Implications and Theoretical Impact
Cross-Fusion broadens the operational envelope of UAV localization, enabling repeatable, accurate, and robust flight in infrastructure-dense environments and other GPS-denied spaces without burdensome sensor integration or extensive online training. This approach strengthens the argument for cross-session data exploitation and supports semi-automated surveying workflows where both UAVs and other agents contribute to baseline mapping. The success of LiDAR-guided 2D-3D transfer also highlights new avenues for combining sparse visual and geometric cues when traditional loop closure is unfeasible, suggesting further generalization to heterogeneous agent networks and multi-session SLAM settings.
From a theoretical perspective, this design demonstrates that loosely coupled, cross-session fusion can approach the performance of more complex, tightly integrated systems, especially when operational constraints prevent rich visual or tightly synchronized inertial acquisitions.
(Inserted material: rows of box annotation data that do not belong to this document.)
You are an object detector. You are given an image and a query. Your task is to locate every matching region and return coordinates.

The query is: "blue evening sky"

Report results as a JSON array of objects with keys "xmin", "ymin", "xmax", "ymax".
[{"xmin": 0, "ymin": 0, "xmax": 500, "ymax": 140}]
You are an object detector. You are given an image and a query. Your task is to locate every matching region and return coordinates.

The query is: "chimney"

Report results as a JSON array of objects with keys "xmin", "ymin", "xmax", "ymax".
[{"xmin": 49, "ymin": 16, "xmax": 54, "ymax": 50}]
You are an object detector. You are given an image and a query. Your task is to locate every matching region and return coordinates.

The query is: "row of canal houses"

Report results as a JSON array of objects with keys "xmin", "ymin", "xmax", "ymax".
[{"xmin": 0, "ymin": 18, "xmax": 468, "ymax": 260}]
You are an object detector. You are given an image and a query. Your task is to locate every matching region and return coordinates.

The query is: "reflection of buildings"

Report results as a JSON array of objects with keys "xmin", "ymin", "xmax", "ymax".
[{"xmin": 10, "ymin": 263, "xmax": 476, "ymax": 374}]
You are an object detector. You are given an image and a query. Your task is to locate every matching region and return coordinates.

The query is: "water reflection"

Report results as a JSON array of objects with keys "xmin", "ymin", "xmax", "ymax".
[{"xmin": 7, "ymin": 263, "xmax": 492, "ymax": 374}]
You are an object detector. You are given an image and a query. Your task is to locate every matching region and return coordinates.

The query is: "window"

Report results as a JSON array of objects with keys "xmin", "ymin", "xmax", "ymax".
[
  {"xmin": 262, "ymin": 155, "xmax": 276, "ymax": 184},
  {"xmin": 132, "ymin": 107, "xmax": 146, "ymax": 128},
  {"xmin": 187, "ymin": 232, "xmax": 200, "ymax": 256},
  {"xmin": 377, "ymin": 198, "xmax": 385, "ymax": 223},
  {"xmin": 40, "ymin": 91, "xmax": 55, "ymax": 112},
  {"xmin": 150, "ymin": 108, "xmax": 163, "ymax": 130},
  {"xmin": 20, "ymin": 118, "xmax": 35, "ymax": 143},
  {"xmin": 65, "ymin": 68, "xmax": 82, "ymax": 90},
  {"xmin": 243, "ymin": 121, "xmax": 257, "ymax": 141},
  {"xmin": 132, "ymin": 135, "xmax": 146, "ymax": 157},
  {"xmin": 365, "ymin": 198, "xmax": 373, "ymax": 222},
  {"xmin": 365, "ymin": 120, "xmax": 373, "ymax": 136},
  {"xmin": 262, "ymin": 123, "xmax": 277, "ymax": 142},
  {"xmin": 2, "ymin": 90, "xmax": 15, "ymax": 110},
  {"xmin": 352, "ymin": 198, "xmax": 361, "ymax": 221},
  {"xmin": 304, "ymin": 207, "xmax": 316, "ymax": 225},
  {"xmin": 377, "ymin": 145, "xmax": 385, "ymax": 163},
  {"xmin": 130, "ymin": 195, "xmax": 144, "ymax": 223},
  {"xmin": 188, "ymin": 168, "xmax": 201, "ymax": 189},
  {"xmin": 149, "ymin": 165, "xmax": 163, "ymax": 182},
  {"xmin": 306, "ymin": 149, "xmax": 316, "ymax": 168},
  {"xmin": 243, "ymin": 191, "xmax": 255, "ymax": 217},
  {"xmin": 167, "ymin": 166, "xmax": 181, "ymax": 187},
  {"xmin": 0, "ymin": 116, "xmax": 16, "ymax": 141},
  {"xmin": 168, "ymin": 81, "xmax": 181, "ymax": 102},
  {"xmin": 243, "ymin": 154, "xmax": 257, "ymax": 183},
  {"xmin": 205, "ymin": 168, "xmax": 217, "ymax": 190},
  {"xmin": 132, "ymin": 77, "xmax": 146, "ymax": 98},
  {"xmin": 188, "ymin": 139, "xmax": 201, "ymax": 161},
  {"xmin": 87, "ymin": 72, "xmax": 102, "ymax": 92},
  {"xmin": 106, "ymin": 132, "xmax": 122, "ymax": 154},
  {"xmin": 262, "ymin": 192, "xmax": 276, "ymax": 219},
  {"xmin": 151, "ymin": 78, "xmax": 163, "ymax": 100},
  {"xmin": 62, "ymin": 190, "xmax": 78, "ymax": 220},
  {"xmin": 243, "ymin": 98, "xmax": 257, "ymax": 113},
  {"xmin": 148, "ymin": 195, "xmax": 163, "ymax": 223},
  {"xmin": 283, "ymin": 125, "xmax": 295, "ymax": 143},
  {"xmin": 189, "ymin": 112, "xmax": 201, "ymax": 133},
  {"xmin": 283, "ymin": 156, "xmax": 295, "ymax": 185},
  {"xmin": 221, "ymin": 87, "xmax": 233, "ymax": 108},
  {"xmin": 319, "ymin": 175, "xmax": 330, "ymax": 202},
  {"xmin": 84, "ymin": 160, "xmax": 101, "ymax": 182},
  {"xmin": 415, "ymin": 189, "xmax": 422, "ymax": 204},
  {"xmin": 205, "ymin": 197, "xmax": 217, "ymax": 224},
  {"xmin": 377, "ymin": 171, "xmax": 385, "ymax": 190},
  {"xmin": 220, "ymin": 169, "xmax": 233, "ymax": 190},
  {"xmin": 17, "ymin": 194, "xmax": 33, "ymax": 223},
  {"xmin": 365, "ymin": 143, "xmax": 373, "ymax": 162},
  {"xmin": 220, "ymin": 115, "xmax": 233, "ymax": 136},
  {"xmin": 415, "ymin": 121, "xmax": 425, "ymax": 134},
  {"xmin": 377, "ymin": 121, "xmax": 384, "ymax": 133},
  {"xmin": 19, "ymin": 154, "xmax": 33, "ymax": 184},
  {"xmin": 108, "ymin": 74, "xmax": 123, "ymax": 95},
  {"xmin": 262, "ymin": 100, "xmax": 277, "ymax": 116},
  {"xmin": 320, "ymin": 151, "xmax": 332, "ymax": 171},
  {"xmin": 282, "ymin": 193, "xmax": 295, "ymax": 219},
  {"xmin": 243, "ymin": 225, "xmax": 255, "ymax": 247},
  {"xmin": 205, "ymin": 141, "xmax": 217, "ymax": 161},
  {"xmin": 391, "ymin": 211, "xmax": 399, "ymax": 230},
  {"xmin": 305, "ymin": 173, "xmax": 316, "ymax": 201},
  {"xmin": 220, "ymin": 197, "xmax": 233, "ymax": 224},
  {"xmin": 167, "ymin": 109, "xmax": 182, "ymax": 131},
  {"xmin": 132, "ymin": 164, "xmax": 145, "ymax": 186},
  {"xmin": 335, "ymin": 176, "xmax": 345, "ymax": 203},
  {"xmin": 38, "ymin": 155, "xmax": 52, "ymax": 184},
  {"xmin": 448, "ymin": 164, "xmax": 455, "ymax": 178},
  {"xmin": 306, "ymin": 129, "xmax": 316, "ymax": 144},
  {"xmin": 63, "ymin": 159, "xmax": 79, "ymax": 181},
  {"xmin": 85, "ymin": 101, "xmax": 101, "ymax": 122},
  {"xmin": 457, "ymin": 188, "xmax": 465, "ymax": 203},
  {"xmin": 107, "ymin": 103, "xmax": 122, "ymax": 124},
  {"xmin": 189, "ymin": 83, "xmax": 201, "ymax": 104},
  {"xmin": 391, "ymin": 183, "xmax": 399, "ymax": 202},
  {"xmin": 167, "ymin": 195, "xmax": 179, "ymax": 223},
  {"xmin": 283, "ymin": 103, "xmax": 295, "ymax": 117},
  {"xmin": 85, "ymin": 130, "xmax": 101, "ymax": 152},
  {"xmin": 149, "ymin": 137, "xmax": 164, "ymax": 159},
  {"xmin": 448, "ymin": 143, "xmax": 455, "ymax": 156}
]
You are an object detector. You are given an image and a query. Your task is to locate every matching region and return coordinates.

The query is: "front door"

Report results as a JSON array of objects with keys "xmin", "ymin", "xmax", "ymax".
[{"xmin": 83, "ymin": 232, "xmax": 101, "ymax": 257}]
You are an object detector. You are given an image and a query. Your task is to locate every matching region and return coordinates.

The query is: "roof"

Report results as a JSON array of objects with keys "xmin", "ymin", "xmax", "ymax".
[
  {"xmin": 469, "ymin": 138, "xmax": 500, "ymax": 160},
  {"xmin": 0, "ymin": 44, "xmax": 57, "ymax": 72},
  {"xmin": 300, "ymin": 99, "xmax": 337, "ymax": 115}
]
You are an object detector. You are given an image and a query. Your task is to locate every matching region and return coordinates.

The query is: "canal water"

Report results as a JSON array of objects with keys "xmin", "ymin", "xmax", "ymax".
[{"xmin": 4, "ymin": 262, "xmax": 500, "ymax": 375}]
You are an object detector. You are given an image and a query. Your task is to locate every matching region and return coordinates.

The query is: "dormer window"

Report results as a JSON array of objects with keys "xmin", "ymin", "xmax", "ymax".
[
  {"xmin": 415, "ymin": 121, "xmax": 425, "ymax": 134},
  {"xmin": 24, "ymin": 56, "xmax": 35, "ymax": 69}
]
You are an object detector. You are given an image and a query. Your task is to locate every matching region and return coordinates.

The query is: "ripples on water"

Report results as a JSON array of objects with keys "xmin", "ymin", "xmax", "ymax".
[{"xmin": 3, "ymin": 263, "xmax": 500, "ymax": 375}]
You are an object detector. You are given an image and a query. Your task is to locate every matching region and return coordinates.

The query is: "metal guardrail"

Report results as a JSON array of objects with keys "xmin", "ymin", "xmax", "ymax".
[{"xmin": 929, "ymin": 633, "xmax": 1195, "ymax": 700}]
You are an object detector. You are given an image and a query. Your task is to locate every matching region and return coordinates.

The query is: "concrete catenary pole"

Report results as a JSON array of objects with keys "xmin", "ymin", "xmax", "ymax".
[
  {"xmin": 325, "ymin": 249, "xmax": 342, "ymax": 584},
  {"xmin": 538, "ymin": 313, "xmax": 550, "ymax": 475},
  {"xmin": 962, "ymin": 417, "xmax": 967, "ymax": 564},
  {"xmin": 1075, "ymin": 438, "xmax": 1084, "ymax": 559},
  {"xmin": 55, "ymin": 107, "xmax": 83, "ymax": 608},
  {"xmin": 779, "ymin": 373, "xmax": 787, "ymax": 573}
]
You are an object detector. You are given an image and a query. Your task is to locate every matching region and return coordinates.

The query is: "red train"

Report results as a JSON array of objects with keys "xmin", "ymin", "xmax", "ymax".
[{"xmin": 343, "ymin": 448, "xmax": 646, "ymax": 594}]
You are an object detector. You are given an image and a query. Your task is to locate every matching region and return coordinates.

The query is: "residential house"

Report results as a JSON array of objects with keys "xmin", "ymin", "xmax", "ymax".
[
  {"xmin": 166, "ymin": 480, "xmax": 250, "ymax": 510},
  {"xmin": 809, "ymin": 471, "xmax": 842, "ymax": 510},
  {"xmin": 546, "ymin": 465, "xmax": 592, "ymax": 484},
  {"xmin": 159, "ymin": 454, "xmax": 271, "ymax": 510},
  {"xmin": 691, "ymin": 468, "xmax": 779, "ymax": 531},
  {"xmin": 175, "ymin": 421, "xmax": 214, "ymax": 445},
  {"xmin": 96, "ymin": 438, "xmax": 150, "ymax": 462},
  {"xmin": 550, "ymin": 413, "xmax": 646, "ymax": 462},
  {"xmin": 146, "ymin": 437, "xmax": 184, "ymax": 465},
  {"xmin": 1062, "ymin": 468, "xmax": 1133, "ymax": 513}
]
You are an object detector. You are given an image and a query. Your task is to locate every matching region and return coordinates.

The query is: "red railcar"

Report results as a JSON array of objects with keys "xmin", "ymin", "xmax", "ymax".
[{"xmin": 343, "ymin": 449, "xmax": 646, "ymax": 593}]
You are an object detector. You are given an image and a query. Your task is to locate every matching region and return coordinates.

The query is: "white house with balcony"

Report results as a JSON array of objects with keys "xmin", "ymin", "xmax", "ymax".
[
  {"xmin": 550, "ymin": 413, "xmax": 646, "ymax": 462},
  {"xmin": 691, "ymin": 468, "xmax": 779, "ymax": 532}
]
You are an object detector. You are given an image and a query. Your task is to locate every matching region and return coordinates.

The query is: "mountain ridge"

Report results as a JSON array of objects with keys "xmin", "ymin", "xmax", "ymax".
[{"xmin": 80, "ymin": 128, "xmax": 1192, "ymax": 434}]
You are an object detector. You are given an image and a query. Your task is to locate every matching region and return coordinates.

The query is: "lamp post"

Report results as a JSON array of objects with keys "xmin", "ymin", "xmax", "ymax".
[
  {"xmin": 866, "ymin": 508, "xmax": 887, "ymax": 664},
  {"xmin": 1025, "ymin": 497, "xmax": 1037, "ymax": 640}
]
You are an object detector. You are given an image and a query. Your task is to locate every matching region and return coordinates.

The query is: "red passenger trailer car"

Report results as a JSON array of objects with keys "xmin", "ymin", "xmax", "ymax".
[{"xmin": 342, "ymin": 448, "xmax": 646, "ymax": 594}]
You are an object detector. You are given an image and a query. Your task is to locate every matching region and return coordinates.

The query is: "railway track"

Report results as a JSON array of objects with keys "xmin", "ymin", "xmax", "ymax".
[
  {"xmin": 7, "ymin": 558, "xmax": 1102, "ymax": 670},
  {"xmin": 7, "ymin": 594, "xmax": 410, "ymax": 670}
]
Limitations and Future Directions
Cross-Fusion currently depends on an offline-constructed visual database, limiting applicability in highly dynamic or previously unseen environments. Future research directions will focus on fully online, collaborative multi-agent mapping and on-the-fly database augmentation, as well as adapting the approach to scenarios involving frequent environmental changes or requiring incremental map updates. Additionally, methods for more intelligent candidate selection for visual correction and further acceleration of correspondence matching will enhance scalability for very large environments.
Conclusion
Cross-Fusion presents a robust solution to UAV localization in GPS-denied environments via minimal sensor fusion and efficient cross-session data utilization. It validates the efficacy of combining LiDAR odometry with vision-based global correction from pre-constructed baselines, offering reliability in visually and geometrically challenging settings with a streamlined hardware load. This work underlines the potential for scalable, resilient localization architectures that harness multi-session and multi-agent insights to overcome traditional SLAM limitations in real-world deployment scenarios.